Bug 149115 - RHEL3: capturing oopses via serial console
Summary: RHEL3: capturing oopses via serial console
Keywords:
Status: CLOSED DUPLICATE of bug 149018
Alias: None
Product: Red Hat Enterprise Linux 3
Classification: Red Hat
Component: kernel
Version: 3.0
Hardware: All
OS: Linux
medium
high
Target Milestone: ---
Assignee: dff
QA Contact:
URL:
Whiteboard: kernel
Depends On:
Blocks:
TreeView+ depends on / blocked
 
Reported: 2005-02-18 21:50 UTC by Suzanne Hillman
Modified: 2007-11-30 22:07 UTC (History)
2 users (show)

Fixed In Version:
Doc Type: Bug Fix
Doc Text:
Clone Of:
Environment:
Last Closed: 2005-10-06 23:47:38 UTC
Target Upstream Version:
Embargoed:


Attachments (Terms of Use)

Description Suzanne Hillman 2005-02-18 21:50:32 UTC
*** This bug has been split off bug 149018 ***

------- Original comment by Jure PeÄar on 2005.02.17 17:45 -------

From Bugzilla Helper:
User-Agent: Mozilla/5.0 (X11; U; Linux ppc; rv:1.7.3) Gecko/20041014 Firefox/0.10.1

Description of problem:
I have all my servers' serial consoles connected to one machine with many serial
ports, where I can access them via minicom. I also have watchdog modules
configured on servers to autoreboot them in case of problems.

Every now and then some server goes down with an oops. My idea for this serial
console setup was simplified oops capturing, but there's a problem: when
watchdog reboots the server, bios actually redraws the whole screen, deleting
all the oops info.

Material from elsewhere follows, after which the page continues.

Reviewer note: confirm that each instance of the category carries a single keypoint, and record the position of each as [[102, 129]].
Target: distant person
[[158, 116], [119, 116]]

So I was thinking ... Could it be possible to add a simple
loop to the oops printing function that would print a number of newlines after
the oops info, where number would be taken as a kernel boot line parameter? So
that bios would redraw over already blank screen and I could just scroll minicom
buffer up to get the oops.

Version-Release number of selected component (if applicable):
any kernel

How reproducible:
Always

Steps to Reproduce:
1. set up a server with console on serial port and watchdog timer to reboot it
2. make someting to oops it
3. watch the console in minicom and observe bios overwriting oops data
  

Additional info:

I don't know if this can be acomplished with some minicom setting or possibly
with using something else than minicom for serial terminal. If it is, I'd like
to know how to do it. Afterall, I'd like to see where my machines are oopsing
and figure out why.

Comment 1 Ernie Petrides 2005-10-06 23:47:38 UTC
Converting back to BZ and closing as dup of source BZ.